The Adventures of Clark Westfield

  • The Cassandra Unit

    Clark has to interview a murderer up for parole. The case has haunted him since he found the files as a child and he opportunistically used his father’s name to access the first interview. The murderer persuades Clark to investigate the mine which was the crime scene. The secrets and twists Clark discovers are as complicated and unpredictable as the network of abandoned iron mines in Harriman St. Park. Clark is caught in a threeway trap and must choose between preserving his father’s reputation, possibly letting a child murderer go free, and keeping the job he spent his life perfecting.

  • The Murder Docs

    Clark witnesses a young woman die from an opioid overdose at the Point Pleasant, NJ boardwalk. As he explores the circumstances surrounding her death, he finds indifference in the police and community, a corporate genocide unfolding in broad daylight and tens of thousands of bereaved parents. Clark sees once again how the system of societal checkpoints and safeguards that are supposed to protect us - doctors, police, government oversight - is broken leaving the grieving parents no recourse. Clark soon finds himself in the dark underbelly of the opioid crisis which has turned an idyllic New Jersey shore town into a dystopian drug wasteland where those still living must devise their own ways to cope…legal or not….

  • The Smart Ones

    Clark follows the cases of several missing students gifted with extreme intelligence. They have been recruited into a lifelong contract with a consumer genetics agency that is identifying smart kids and sequestering them for research in the old Fort Monmouth army base in New Jersey. Clark gets caught up in the whirlwind of technology, ethics, and temptation. Clark is drawn to the founder, an enigmatic woman genius who is collecting and curating a main database of genetic code from millions of people and cataloging epigenetic markers. By harvesting the good genes, they can be added to one’s genome to increase disease prevention, longevity and human potential. But as the recruited smart ones begin meeting various tragic ends, as he simultaneously uncovers something far deeper and more sinister.

  • The Seed Bank

    Clark is in Alaska touring the Ft. Richardson Strategic Air Command air force base (Elmendorff) and investigating Lt. Col Kelly Pram’s new assignment. He is shown hard core extensive botanical research laid out in elaborate futuristic tower gardens and greenhouses, presented as the military’s official GMO lab. Clark learns that the base has a secret entrance to an under-mountain network of chambers called the “Seed Bank”. It's an underground vivarium bunker that catalogs all the seeds in the world by geography, curated, owned and operated by the military high command.
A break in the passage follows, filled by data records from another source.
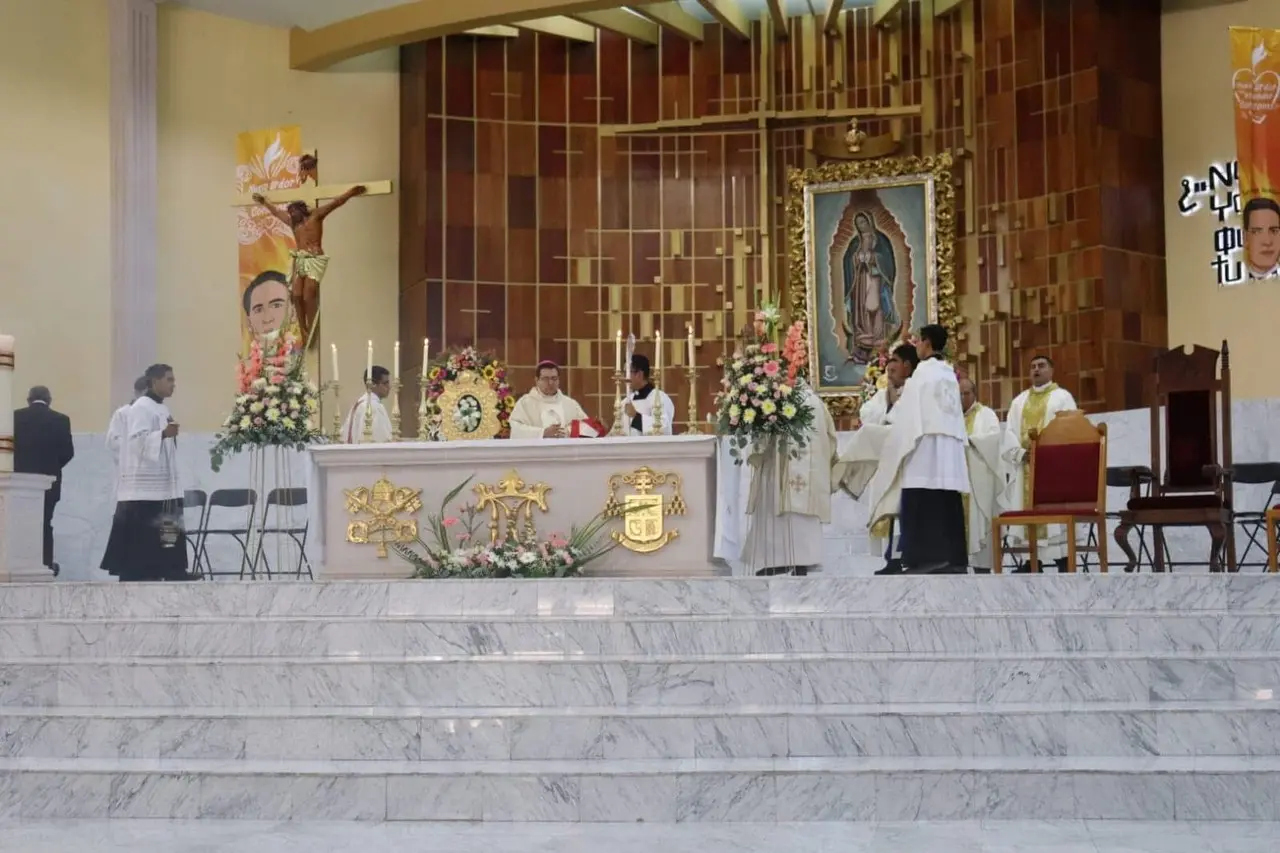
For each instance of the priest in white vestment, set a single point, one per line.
(984, 474)
(1033, 409)
(147, 541)
(370, 409)
(117, 429)
(545, 411)
(924, 474)
(790, 498)
(643, 402)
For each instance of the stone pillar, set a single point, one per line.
(132, 26)
(22, 496)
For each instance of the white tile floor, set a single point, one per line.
(1022, 836)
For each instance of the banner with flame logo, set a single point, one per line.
(1256, 86)
(265, 160)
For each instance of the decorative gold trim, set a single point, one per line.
(643, 514)
(935, 173)
(476, 387)
(383, 502)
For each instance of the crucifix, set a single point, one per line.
(305, 214)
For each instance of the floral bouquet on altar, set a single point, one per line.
(759, 397)
(275, 405)
(460, 547)
(467, 415)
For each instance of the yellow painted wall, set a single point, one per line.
(1198, 131)
(219, 77)
(55, 242)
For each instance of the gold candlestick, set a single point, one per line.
(694, 427)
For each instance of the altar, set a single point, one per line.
(661, 492)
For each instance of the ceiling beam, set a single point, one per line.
(561, 27)
(730, 16)
(671, 17)
(624, 23)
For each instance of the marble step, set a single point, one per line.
(713, 790)
(1137, 730)
(620, 597)
(622, 682)
(640, 635)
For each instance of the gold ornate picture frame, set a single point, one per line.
(872, 259)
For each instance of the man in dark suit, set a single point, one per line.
(42, 445)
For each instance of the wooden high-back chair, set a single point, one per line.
(1191, 469)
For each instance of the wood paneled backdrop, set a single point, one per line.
(534, 226)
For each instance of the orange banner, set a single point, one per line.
(265, 160)
(1256, 86)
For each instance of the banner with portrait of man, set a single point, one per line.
(1256, 89)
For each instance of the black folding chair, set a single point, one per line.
(1253, 521)
(243, 500)
(286, 502)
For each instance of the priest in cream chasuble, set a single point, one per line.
(790, 498)
(1031, 410)
(545, 411)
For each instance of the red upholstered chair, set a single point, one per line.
(1068, 484)
(1191, 469)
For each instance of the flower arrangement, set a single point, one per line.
(275, 404)
(460, 547)
(448, 369)
(759, 400)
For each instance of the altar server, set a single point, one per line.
(643, 400)
(924, 473)
(147, 541)
(370, 405)
(544, 411)
(1033, 409)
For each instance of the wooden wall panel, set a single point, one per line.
(529, 231)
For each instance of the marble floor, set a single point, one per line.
(1015, 836)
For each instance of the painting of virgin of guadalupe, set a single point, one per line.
(871, 259)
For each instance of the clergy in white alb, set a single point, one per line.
(924, 473)
(147, 541)
(790, 498)
(118, 427)
(644, 401)
(544, 411)
(984, 473)
(1031, 410)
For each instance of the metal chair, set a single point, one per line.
(228, 500)
(284, 502)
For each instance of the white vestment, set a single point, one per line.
(353, 428)
(149, 463)
(926, 445)
(790, 498)
(645, 409)
(534, 413)
(1046, 404)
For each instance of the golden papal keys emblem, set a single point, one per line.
(383, 502)
(644, 514)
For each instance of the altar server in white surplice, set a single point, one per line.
(370, 405)
(118, 427)
(984, 473)
(1031, 410)
(924, 473)
(544, 411)
(790, 498)
(643, 400)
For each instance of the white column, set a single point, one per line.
(133, 191)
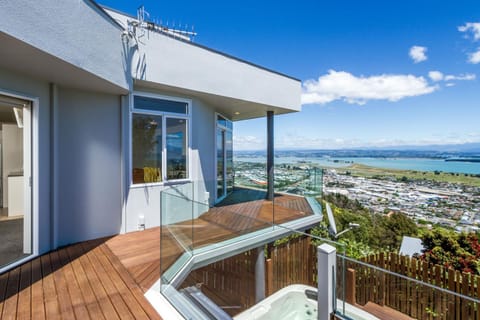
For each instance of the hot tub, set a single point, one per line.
(295, 302)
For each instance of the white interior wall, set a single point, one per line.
(16, 83)
(12, 155)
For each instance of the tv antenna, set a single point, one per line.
(144, 24)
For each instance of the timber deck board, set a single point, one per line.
(107, 278)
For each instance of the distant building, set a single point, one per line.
(411, 246)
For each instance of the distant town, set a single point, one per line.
(428, 201)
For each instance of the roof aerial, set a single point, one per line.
(139, 26)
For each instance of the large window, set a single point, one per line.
(159, 139)
(224, 153)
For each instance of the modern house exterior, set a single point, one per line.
(102, 112)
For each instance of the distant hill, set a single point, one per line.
(425, 151)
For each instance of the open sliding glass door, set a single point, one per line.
(15, 183)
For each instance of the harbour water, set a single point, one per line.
(418, 164)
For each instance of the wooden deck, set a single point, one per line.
(140, 251)
(82, 281)
(384, 312)
(107, 278)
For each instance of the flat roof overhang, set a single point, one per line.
(232, 108)
(18, 56)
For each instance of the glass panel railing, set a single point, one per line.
(176, 231)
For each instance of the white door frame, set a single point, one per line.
(30, 173)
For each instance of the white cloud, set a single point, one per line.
(435, 75)
(248, 143)
(341, 85)
(418, 53)
(474, 57)
(473, 27)
(467, 77)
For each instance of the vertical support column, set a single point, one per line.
(327, 266)
(260, 275)
(270, 155)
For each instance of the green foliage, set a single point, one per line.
(376, 232)
(452, 250)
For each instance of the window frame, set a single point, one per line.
(187, 116)
(215, 169)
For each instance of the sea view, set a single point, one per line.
(418, 164)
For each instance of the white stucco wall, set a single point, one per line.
(88, 165)
(18, 84)
(76, 32)
(164, 60)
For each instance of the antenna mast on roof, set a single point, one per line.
(143, 23)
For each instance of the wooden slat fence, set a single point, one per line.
(414, 299)
(295, 262)
(231, 282)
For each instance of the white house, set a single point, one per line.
(100, 111)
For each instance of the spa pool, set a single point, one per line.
(293, 303)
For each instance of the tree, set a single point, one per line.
(452, 250)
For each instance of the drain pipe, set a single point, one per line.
(327, 266)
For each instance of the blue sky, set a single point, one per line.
(374, 73)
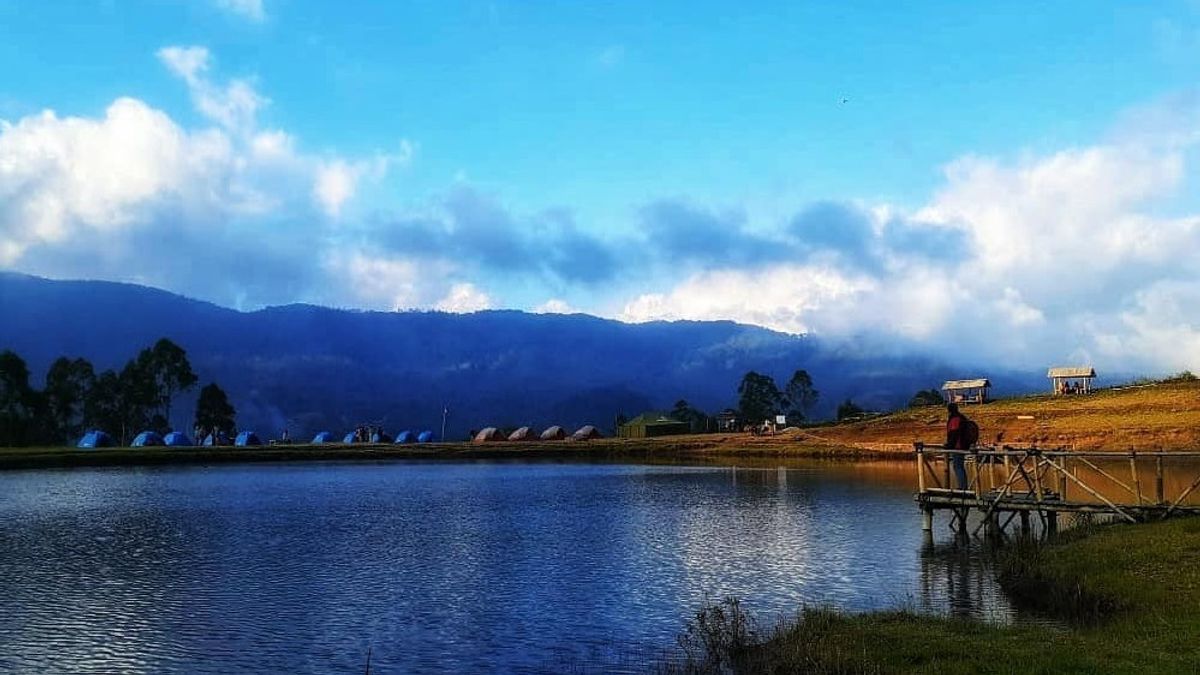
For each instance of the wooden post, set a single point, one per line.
(919, 448)
(1133, 471)
(1062, 483)
(1158, 481)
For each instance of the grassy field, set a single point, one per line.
(1162, 416)
(1127, 599)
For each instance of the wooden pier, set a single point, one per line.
(1018, 483)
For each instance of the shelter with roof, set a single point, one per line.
(1072, 380)
(553, 434)
(966, 390)
(729, 420)
(651, 424)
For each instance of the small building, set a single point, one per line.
(553, 434)
(651, 424)
(487, 435)
(1072, 380)
(729, 420)
(966, 390)
(587, 432)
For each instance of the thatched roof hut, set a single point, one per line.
(487, 435)
(586, 434)
(966, 390)
(553, 434)
(523, 434)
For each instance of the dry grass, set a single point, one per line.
(1163, 416)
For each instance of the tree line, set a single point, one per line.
(121, 402)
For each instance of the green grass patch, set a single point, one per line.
(1127, 598)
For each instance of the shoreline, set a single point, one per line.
(721, 447)
(1122, 598)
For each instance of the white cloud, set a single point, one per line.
(63, 174)
(234, 106)
(555, 305)
(465, 298)
(1068, 255)
(251, 10)
(102, 195)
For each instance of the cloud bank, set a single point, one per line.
(1083, 255)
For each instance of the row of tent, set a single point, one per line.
(97, 438)
(377, 437)
(527, 434)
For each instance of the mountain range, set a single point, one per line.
(307, 368)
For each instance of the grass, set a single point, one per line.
(1153, 416)
(1127, 598)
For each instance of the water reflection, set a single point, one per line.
(462, 567)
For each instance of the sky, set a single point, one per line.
(983, 181)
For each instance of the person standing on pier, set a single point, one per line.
(958, 437)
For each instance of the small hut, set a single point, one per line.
(651, 424)
(967, 390)
(553, 434)
(487, 435)
(523, 434)
(586, 434)
(1072, 380)
(729, 420)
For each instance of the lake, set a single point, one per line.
(444, 567)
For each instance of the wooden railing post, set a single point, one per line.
(1158, 481)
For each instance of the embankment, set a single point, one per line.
(1125, 598)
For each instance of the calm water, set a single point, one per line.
(442, 567)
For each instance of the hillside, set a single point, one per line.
(309, 368)
(1159, 416)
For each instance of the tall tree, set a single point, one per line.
(847, 408)
(213, 410)
(69, 384)
(17, 401)
(801, 395)
(759, 398)
(168, 372)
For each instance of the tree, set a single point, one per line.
(17, 401)
(168, 372)
(760, 399)
(927, 398)
(213, 410)
(69, 384)
(801, 395)
(847, 408)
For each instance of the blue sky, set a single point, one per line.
(676, 160)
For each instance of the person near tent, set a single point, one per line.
(958, 437)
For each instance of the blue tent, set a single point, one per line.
(177, 440)
(247, 438)
(147, 438)
(95, 438)
(221, 440)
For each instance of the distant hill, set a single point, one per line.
(312, 368)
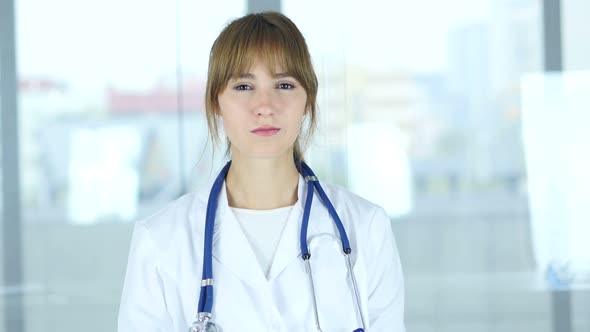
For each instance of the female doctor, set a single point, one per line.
(267, 246)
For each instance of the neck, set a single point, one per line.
(262, 184)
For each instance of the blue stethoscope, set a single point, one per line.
(204, 322)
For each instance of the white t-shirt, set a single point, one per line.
(263, 229)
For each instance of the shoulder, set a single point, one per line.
(174, 218)
(342, 197)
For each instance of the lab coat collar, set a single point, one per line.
(228, 237)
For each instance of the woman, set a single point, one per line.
(262, 87)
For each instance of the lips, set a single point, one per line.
(265, 131)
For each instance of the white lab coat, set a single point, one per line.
(165, 266)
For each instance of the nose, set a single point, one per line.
(264, 104)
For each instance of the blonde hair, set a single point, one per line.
(272, 38)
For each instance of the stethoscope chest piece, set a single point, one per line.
(203, 324)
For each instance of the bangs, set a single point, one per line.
(259, 40)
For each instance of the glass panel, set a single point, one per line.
(425, 103)
(112, 129)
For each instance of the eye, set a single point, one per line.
(242, 87)
(285, 86)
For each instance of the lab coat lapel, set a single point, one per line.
(231, 247)
(288, 248)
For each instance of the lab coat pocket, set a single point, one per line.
(336, 301)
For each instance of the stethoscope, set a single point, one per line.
(204, 321)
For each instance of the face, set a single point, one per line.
(262, 112)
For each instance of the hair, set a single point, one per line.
(274, 39)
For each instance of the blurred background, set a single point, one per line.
(465, 119)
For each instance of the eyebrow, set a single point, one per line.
(251, 76)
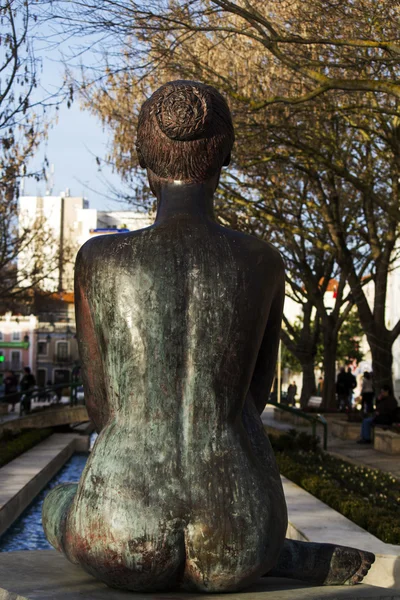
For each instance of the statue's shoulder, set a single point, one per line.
(259, 249)
(98, 247)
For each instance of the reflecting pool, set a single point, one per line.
(27, 532)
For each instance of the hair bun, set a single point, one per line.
(183, 113)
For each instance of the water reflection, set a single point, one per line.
(27, 532)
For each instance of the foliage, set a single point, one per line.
(348, 348)
(318, 178)
(12, 446)
(299, 49)
(23, 126)
(368, 497)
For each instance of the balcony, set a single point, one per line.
(11, 365)
(62, 359)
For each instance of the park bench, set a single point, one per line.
(386, 440)
(345, 430)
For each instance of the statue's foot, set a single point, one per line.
(322, 564)
(343, 569)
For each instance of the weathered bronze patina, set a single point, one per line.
(178, 327)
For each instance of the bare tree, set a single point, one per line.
(23, 126)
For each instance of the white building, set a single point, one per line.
(71, 223)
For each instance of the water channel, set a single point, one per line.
(27, 531)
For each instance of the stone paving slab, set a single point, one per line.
(312, 520)
(24, 477)
(45, 574)
(363, 455)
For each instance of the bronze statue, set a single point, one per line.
(178, 328)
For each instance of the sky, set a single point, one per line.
(74, 141)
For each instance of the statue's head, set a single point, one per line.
(185, 132)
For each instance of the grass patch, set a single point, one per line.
(13, 445)
(368, 497)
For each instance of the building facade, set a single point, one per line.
(17, 343)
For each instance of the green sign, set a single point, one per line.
(24, 345)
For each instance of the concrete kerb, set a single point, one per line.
(312, 520)
(22, 479)
(27, 576)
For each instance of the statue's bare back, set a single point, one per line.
(178, 330)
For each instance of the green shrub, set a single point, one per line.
(368, 497)
(12, 446)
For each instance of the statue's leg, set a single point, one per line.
(322, 564)
(55, 512)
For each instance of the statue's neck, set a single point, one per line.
(195, 200)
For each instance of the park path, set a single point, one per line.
(348, 450)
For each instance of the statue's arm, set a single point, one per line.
(264, 370)
(89, 351)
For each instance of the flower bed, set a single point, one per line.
(12, 445)
(368, 497)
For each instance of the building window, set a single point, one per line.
(42, 348)
(15, 360)
(41, 377)
(62, 350)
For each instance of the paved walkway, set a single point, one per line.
(24, 477)
(346, 449)
(11, 416)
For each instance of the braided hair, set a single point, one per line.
(185, 131)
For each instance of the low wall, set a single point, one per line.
(22, 479)
(313, 521)
(51, 417)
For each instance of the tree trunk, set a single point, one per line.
(382, 359)
(308, 388)
(330, 350)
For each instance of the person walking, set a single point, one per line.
(342, 390)
(351, 383)
(11, 389)
(367, 393)
(291, 394)
(27, 384)
(385, 414)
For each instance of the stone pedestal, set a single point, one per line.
(45, 575)
(345, 430)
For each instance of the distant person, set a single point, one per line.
(385, 414)
(350, 385)
(367, 393)
(342, 389)
(291, 394)
(11, 388)
(27, 384)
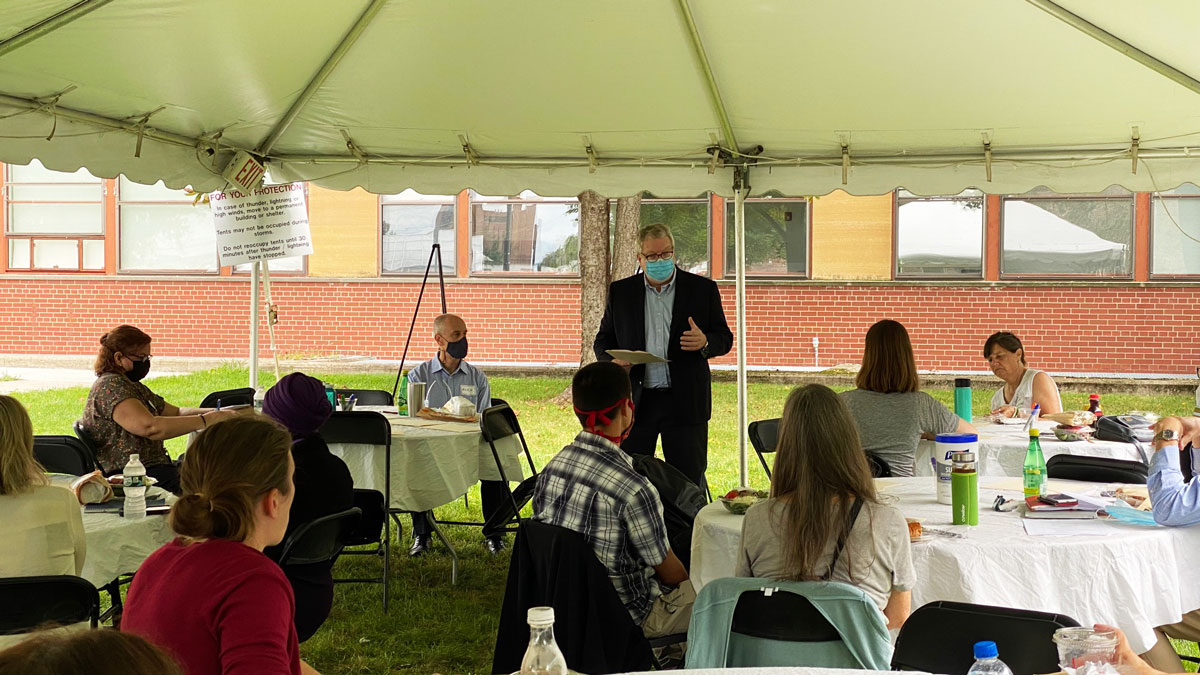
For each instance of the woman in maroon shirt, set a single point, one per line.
(211, 597)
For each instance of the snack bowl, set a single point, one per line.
(739, 501)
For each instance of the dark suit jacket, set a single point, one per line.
(623, 327)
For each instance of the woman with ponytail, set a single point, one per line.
(124, 417)
(323, 487)
(211, 597)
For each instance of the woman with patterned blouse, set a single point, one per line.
(124, 417)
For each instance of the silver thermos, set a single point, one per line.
(415, 398)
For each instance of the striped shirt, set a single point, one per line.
(591, 488)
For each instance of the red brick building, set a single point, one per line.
(1092, 284)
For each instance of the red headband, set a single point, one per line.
(599, 414)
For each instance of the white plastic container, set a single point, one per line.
(135, 488)
(946, 446)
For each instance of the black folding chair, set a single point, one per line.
(321, 539)
(244, 396)
(763, 435)
(497, 423)
(1096, 470)
(373, 429)
(939, 638)
(369, 532)
(64, 454)
(34, 602)
(369, 396)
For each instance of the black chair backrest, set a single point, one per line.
(1096, 470)
(321, 539)
(369, 396)
(498, 422)
(64, 454)
(372, 519)
(940, 638)
(243, 396)
(357, 426)
(763, 435)
(880, 467)
(33, 602)
(781, 616)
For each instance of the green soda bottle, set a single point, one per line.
(402, 395)
(1035, 469)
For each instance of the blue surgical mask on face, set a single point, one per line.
(659, 270)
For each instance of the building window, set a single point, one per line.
(1050, 234)
(165, 230)
(55, 219)
(777, 237)
(411, 223)
(940, 236)
(1175, 232)
(525, 234)
(689, 223)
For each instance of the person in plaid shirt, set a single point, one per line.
(591, 488)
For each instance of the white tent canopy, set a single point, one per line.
(617, 96)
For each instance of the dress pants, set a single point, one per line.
(684, 443)
(491, 493)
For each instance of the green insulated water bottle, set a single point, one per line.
(964, 490)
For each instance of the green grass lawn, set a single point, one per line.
(437, 627)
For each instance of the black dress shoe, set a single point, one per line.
(421, 543)
(493, 544)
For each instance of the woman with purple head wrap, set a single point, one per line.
(323, 485)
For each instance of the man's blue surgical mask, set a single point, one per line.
(659, 270)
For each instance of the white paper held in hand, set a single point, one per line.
(635, 357)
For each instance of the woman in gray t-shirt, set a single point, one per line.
(891, 411)
(821, 475)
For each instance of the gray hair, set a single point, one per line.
(655, 231)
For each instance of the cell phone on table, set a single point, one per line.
(1059, 499)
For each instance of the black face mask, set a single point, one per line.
(459, 348)
(139, 369)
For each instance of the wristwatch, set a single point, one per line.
(1167, 435)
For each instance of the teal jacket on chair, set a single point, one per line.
(864, 644)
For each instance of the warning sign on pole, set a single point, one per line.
(267, 223)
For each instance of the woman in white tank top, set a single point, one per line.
(1024, 386)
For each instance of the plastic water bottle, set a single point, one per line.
(543, 657)
(135, 488)
(987, 662)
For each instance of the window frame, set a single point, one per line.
(477, 198)
(431, 201)
(120, 238)
(29, 238)
(1152, 274)
(895, 237)
(1132, 198)
(731, 263)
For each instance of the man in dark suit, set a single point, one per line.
(678, 316)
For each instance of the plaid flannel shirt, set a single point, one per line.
(591, 487)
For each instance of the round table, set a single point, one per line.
(432, 463)
(118, 545)
(1002, 448)
(1129, 577)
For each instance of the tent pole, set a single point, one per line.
(1115, 42)
(253, 324)
(739, 245)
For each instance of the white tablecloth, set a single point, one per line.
(1134, 579)
(1002, 449)
(118, 545)
(432, 464)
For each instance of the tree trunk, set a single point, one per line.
(624, 248)
(593, 269)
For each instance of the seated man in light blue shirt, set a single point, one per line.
(1176, 503)
(445, 376)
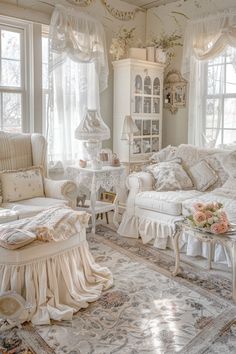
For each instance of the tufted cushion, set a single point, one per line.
(170, 175)
(22, 184)
(31, 207)
(15, 151)
(165, 202)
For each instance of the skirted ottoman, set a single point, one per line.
(56, 278)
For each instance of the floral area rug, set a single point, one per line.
(147, 310)
(23, 341)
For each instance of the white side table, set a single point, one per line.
(228, 240)
(107, 178)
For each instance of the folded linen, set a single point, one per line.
(54, 224)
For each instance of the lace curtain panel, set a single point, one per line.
(207, 43)
(78, 72)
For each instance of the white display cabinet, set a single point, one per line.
(138, 91)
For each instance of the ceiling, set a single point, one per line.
(148, 4)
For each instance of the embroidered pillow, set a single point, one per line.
(22, 184)
(12, 238)
(165, 154)
(203, 176)
(170, 176)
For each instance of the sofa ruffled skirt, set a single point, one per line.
(159, 230)
(56, 279)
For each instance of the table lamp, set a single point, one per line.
(92, 130)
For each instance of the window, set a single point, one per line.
(220, 100)
(45, 90)
(13, 76)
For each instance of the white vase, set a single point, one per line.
(150, 51)
(160, 56)
(137, 53)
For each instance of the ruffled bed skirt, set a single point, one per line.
(56, 286)
(159, 232)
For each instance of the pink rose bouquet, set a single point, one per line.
(209, 217)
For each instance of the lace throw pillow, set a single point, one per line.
(12, 238)
(22, 184)
(170, 176)
(167, 153)
(203, 176)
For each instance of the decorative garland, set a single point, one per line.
(119, 14)
(81, 2)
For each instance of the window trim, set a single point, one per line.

The various agriculture samples get radiation testing, priority given to food plants etc. The military says it is routine contingency planning for any event that would disrupt the ecosystem and the environment, and its all just smart proactive disaster preparedness. As Clark reports he questions the ethics, safety, and scope of the plan. But its hard to prove a secret bunker that can control the weather and restore the planet’s biodiversity even exists when everyone who has seen it is winding up dead.

  • Blood Among Brethren

    Clark is called to report on a suicide of an all star high school athlete with no apparent cause. Clark is dogged by the death and knows something is off. A few days later a Catholic Bishop’s death is also declared a suicide. As Clark investigates the death of the Bishop he learns the star athlete was a victim of his abuse. Clark thinks its a double suicide, yet one turns out to be murder. Clark investigates the Catholic Church abuse vortex and finds a global protection racket for perpetrator clergy reaching the highest levels of the Vatican. Additionally, he finds an ex-special forces military chaplain who is a tough Irish priest that uses his Bronx street smarts to deal with the problems in their own way. But amidst the dirty settlements the Church is doling out in secret, and in the crevices of the trafficking system built to protect predator priests, there is a new, violent and deadly element of justice slicing through centuries of institutionalized corruption. And all around, there are dead priests with bloody collars.